Gözlerine kara bulutlar çökerken hırsla beni kendine doğru çekip tekrar duvara çarptı. Sırtıma saplanan keskin acı bana dişlerimi sıktırdı. "On dört dakika kırk saniye!" Sesi odanın ortasında patlayan bir mermi gibiydi. "Unutma bunu piç kurusu. Seni bu kadar sürede öldüreceğim. Sakın unutma bunu."      


Hâlâ yerde oturmuş titreyen kız, kör gözlerle sayıklamaya başladı. İki adım ötesinde kopan hengâme biraz da olsa silkelemiş gibiydi onu. Ayaklarındaki düğümler çözülmüştü; ayaklanmaya çalışıyordu. "Abla! Abla kurtar beni!"

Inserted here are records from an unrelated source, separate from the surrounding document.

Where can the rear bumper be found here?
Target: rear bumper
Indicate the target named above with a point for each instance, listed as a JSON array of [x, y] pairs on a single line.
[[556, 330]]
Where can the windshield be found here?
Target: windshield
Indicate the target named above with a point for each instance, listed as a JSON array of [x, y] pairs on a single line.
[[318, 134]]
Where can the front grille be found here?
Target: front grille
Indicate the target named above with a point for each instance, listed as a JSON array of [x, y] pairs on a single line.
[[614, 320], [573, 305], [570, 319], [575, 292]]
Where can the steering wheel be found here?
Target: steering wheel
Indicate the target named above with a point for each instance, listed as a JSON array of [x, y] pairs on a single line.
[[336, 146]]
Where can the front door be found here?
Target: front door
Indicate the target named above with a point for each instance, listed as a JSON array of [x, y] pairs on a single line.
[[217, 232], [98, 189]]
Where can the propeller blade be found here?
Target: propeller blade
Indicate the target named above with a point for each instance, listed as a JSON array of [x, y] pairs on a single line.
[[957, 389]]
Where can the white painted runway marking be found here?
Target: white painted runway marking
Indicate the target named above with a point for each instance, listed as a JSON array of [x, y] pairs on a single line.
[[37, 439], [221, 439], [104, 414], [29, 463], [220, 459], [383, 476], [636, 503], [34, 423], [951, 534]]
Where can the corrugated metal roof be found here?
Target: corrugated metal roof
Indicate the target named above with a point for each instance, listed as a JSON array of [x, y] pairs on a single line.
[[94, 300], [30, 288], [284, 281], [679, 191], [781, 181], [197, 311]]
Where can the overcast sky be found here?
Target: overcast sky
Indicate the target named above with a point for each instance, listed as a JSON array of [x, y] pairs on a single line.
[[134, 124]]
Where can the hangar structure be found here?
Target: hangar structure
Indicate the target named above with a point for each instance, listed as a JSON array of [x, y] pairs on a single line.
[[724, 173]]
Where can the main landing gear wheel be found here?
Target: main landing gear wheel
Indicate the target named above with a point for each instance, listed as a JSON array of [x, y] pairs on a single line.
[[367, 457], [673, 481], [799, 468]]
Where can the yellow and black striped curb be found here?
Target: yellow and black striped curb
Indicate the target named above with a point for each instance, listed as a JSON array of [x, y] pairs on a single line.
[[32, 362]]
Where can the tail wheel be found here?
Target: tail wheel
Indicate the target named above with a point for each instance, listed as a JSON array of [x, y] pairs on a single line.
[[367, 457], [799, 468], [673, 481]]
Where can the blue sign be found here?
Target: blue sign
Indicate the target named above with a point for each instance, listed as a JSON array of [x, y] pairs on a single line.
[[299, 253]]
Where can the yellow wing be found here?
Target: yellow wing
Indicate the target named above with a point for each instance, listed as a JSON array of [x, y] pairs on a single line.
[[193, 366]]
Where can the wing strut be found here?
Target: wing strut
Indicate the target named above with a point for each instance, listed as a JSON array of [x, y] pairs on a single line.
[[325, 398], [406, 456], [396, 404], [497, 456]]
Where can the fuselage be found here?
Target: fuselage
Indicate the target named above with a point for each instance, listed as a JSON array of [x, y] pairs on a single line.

"Şimdi siktir git şu odadan, dışarda bekle!" Duvardan ayırarak tüm gücüyle kapıya doğru itekledi. Hastalıklı bir hiddetle kıza yönelerek saçlarından yakaladı. İhtirastan soluk soluğa kalmıştı; ağzını örten maske aldığı her nefesle birlikte içe çöküp geri kabarıyordu.


"Hayır! Lütfen bırakma beni!" Kızın yalvarışları, Oğuz'un tek elle çantasından çıkardığı kalın ipi görünce daha da hararetlendi. Saçlarındaki parmaklara asılırken irileşmiş gözleri beni buldu. "Lütfen kurtar beni Merih abi! Yalvarırım gitme!"   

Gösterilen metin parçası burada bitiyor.